I don’t need a spiritual coach—or do I? I’m not an outstanding golfer. I enjoy golfing, but to be candid, I’m a duffer, not a golfer. I don’t play enough to correct whatever I’m doing wrong. Super-athletes report how a coach helped them change their naïve, inhibiting habits which led them to major improvements in their game. The most common hinderance to improvement is incorrect thinking. The fact is, until a person realizes he/she must take serious initiative to practice correct habits, they will never become the hero of their dreams. Skills rarely just happen. They develop by persistently pushing to make slight improvements each week or month.
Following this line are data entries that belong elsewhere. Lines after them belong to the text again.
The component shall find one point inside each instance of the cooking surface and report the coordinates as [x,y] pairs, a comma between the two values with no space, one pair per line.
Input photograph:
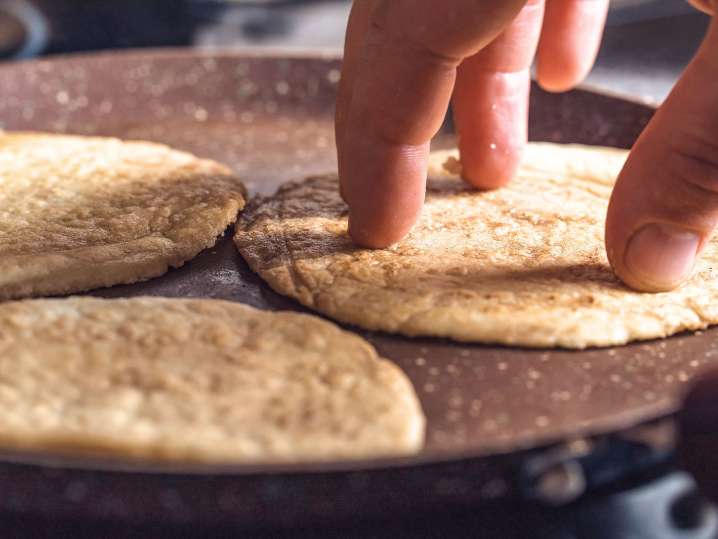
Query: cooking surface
[271,120]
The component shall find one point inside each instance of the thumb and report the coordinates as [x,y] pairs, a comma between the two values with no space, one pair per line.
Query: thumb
[664,206]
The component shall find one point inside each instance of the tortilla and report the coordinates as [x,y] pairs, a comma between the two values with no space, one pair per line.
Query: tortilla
[523,266]
[78,213]
[196,380]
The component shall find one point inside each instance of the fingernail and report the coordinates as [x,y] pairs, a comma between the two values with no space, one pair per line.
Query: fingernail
[662,256]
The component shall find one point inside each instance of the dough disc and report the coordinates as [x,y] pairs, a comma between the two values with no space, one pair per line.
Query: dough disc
[524,265]
[196,380]
[78,213]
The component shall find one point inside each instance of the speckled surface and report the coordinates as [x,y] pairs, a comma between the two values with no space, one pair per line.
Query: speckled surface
[271,120]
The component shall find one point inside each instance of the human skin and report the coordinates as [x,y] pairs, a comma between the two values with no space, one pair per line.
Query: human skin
[406,60]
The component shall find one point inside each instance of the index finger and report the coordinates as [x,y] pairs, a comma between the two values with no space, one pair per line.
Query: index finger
[403,81]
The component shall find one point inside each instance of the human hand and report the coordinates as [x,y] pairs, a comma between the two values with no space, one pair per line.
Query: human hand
[406,59]
[665,203]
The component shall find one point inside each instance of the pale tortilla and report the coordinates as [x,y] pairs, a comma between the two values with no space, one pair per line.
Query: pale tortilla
[524,265]
[196,380]
[78,213]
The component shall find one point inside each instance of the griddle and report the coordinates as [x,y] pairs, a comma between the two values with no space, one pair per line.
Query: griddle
[502,422]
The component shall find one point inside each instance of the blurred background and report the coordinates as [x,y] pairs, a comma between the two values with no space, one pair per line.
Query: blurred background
[647,42]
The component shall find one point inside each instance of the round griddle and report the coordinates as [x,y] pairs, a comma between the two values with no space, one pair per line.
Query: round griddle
[502,421]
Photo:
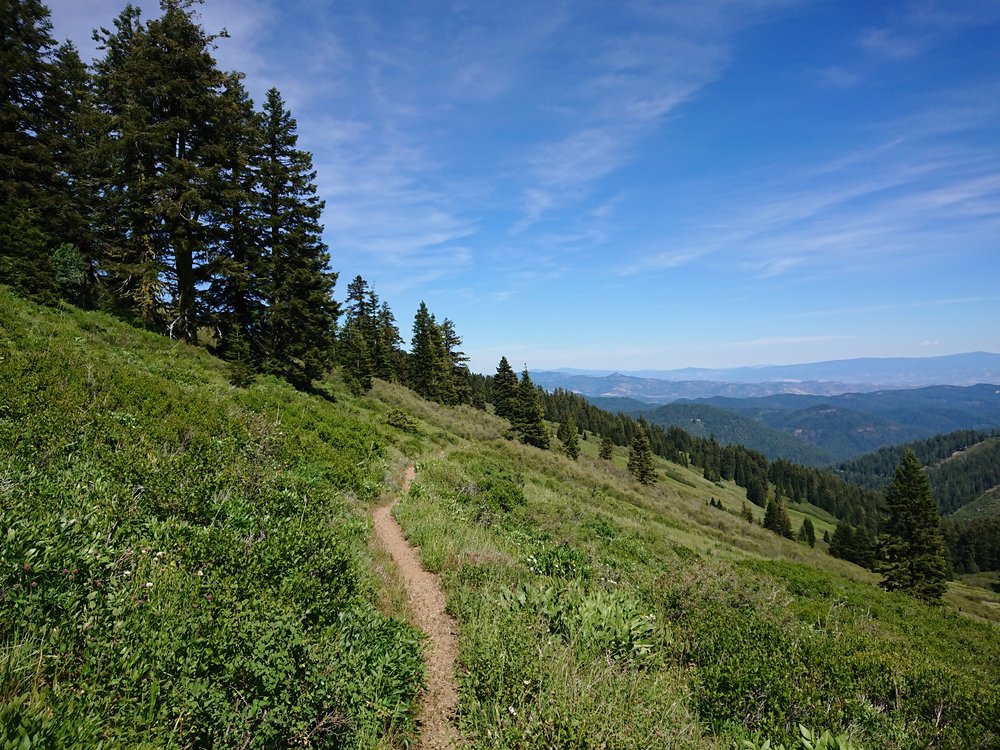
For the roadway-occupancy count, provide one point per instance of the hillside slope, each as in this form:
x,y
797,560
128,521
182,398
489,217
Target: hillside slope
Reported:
x,y
961,466
183,563
593,612
728,427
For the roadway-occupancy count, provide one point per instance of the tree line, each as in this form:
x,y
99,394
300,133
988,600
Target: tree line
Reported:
x,y
150,185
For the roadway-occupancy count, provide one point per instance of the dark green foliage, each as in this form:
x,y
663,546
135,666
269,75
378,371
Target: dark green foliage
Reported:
x,y
493,492
911,548
746,468
730,428
159,92
640,458
504,390
973,546
607,448
807,533
855,544
239,270
430,369
570,438
528,420
961,466
302,314
776,518
175,551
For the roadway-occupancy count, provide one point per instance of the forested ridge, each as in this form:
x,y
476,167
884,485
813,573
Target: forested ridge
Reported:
x,y
961,467
186,558
160,192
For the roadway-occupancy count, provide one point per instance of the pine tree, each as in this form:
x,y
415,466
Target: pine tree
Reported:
x,y
460,387
353,354
528,421
429,368
807,533
571,438
302,313
911,548
238,270
26,167
389,364
607,448
640,457
776,518
504,390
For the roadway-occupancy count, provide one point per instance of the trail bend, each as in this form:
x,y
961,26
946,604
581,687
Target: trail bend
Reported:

An inhibiting factor to spiritual growth is the lack of recognizing that salvation is not a onetime decision, it is a process. A good start in a race certainly helps, but does not determine the winner. Spiritual life begins BEFORE surrendering one’s life to Christ. And it is not over until one’s death or Christ returns to take them to His Heaven. Committing one’s life to Christ is a most significant mile-maker, but it is not the finish line. This commitment is not a single choice but a lifestyle. The Holy Spirit continues to fulfil His work in shaping and reshaping us until the day of salvation from sin will be complete. Our commitment requires us to continue running hard for the finish line.
Paul wrote For the word of the cross is folly to those who are perishing [a verb in original Greek], but to us who are being saved [a verb in original Greek] it is the power of God (1 Corinthians 1:18, ESV). A word-picture of being saved is Jeremiah’s lesson at the potter’s house. If the clay wouldn’t adapt to what the potter wanted to shape, he would crush it and remake it into a different pot (Jeremiah 18:4, MSG). God does the same with each of us unless we are too stubborn.
If there is an imperfection in me that won’t work out, God will crush me and remake me. My stubbornness minimizes His work in my lives. But when I acknowledge and change that faulty thinking, my humility allows the Spirit to proceed in shaping me into His likeness. Along the spiritual journey, there lay strewn the discarded clay of far too many self-centered spiritual adolescents instead of moldable spiritual adults. It is only because they have embraced deceptive, unpliable thinking.
Salvation is a daily miracle requiring continual active faith. It requires being constantly attached to Christ, just as a branch is bonded to the vine.
When discouraged because you are not seeing the spiritual progress you would like, take comfort in this truth. Your salvation is a journey with every failure, disappointment, and victory serving a meaningful role—if you allow it to do so. It is healthy to look back occasionally in recent months and compare your current spiritual condition with your past. If your responses in trials, value system, way of thinking continue to reflect Jesus more clearly, then rejoice. But if you sense a nudging to recalibrate, pay attention. Paul described we are continuing to run this race until we all reach unity in the faith and in the knowledge of the Son of God and become mature, attaining to the whole measure of the fullness of Christ (Ephesians 4:13, NIV). …we will speak the truth in love, growing in every way more and more like Christ, who is the head of his body, the church (Ephesians 4:15, NLT2). We are on this journey together, so let’s do what we can to support those around us, especially when they make choices in becoming mature in Christ.